Israeli Prime Minister Benjamin Netanyahu has framed the campaign as a mission to dismantle Iran’s missile and nuclear capabilities, describing them as an existential threat. Officials have confirmed that Fordow is a key target.
“This entire operation … really has to be completed with the elimination of Fordow,” said Yechiel Leiter, Israel’s ambassador to the United States, in an interview with Fox News.
Other nuclear sites targeted
Israel is believed to have destroyed the above-ground section of Iran’s uranium enrichment facility at Natanz, the country’s largest nuclear site.
According to the United Nations’ International Atomic Energy Agency (IAEA), the resulting power loss may have also caused damage to the underground enrichment halls at the facility.
(Al Jazeera)
Before and after satellite imagery reveals the extent of the damage at Natanz.
Israeli attacks have also damaged the Isfahan enrichment facility in central Iran.
Potential nuclear and chemical contamination
On Monday, Rafael Grossi, the head of the UN nuclear watchdog, said there was a possibility of both radiological and chemical contamination from the damaged Natanz site.

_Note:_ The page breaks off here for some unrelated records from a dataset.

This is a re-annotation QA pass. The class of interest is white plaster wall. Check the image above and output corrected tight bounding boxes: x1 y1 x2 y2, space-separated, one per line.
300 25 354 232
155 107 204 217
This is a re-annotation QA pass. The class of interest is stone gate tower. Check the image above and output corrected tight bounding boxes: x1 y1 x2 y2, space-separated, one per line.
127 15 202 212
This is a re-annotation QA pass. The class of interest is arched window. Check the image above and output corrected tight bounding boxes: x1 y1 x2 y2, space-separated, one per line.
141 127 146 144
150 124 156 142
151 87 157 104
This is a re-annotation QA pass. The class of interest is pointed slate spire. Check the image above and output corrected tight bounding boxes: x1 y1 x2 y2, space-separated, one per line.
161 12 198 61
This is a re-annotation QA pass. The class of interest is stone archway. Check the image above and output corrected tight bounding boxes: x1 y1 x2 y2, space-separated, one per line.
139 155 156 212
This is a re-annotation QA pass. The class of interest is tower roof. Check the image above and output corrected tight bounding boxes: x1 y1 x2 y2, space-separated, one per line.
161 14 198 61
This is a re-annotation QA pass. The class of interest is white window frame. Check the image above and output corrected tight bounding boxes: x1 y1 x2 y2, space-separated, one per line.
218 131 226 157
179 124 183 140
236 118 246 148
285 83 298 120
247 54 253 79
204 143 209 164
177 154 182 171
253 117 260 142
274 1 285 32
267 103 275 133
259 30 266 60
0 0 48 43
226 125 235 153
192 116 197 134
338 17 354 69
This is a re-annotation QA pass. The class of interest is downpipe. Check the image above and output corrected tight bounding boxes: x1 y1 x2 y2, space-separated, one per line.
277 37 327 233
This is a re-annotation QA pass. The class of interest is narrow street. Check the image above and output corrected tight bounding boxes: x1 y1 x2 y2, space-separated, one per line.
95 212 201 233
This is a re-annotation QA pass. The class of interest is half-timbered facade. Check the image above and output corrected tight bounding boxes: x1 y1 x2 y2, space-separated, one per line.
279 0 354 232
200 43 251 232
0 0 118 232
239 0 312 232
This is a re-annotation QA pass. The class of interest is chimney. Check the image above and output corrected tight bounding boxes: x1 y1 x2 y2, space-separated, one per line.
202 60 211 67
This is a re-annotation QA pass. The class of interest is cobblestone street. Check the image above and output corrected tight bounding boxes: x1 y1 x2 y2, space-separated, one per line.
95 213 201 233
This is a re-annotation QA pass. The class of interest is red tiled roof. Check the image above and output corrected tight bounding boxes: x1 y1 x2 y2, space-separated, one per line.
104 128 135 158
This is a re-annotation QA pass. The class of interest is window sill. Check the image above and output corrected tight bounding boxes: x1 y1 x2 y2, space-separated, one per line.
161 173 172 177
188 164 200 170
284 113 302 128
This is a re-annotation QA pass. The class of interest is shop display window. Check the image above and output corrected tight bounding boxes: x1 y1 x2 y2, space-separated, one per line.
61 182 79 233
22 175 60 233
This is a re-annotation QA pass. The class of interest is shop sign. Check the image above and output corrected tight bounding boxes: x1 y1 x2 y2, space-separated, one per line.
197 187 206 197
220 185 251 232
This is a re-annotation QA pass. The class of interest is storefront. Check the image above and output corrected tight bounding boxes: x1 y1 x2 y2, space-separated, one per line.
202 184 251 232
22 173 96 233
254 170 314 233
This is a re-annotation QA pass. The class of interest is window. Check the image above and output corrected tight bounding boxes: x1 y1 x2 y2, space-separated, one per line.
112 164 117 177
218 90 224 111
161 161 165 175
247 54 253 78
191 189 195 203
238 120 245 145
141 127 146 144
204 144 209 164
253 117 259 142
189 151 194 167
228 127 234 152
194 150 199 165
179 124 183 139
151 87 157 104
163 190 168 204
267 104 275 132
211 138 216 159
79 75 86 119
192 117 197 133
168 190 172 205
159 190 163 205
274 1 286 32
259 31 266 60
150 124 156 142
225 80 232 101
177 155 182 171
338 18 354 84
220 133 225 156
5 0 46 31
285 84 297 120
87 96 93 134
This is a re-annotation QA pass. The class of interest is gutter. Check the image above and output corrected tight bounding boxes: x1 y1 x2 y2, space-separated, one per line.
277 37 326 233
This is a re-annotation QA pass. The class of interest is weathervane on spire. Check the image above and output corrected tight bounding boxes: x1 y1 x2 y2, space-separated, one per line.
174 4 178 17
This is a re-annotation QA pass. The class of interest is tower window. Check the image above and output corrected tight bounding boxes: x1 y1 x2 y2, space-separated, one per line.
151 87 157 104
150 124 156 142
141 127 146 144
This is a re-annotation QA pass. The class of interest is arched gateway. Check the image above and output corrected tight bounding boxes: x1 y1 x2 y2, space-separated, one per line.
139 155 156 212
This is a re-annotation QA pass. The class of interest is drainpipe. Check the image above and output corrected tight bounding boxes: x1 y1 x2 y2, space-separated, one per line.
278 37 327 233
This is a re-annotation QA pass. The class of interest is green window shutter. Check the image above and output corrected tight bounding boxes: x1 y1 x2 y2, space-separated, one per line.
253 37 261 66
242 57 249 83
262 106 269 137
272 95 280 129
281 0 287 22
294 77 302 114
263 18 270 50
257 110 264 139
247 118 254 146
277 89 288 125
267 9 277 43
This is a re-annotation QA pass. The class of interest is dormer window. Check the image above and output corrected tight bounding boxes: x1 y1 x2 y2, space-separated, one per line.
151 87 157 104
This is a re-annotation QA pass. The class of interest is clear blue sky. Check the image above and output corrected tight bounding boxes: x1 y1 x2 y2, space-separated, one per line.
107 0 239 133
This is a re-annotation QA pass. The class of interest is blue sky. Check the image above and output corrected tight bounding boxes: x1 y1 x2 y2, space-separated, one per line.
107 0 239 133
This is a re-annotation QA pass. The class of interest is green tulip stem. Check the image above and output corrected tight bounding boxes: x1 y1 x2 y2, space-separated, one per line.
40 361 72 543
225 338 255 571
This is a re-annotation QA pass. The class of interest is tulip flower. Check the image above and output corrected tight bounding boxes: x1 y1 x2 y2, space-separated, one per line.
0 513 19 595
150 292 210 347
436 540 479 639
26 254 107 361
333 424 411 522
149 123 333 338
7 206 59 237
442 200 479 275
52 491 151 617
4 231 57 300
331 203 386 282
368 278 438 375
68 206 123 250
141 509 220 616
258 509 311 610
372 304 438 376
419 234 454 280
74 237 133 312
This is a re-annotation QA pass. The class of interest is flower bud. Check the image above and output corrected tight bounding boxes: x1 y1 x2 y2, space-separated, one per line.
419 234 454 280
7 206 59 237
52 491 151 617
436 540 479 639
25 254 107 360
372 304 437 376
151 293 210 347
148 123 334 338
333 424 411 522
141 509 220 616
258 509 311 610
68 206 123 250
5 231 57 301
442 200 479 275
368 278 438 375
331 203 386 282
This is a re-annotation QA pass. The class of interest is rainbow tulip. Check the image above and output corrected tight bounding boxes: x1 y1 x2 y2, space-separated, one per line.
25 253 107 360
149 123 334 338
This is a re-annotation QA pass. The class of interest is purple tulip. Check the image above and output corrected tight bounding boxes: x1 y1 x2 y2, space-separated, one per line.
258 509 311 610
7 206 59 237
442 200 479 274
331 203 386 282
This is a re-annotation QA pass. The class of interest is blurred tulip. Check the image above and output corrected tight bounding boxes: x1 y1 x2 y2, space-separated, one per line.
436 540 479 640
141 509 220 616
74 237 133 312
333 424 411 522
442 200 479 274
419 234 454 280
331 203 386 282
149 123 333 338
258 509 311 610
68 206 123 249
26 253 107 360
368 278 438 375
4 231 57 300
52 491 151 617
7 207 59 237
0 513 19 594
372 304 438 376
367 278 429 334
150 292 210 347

Speaking at an emergency IAEA session in Vienna, Grossi said radiation levels remain normal outside Iran’s Natanz and Isfahan nuclear sites, both of which were hit in Israeli strikes. However, he warned that ongoing military escalation increases the risk of a radiological release.
Fordow is located about 32 kilometres (20 miles) south of the city of Qom, Iran’s seventh-largest city with a population of some 1.4 million and a major religious and political centre.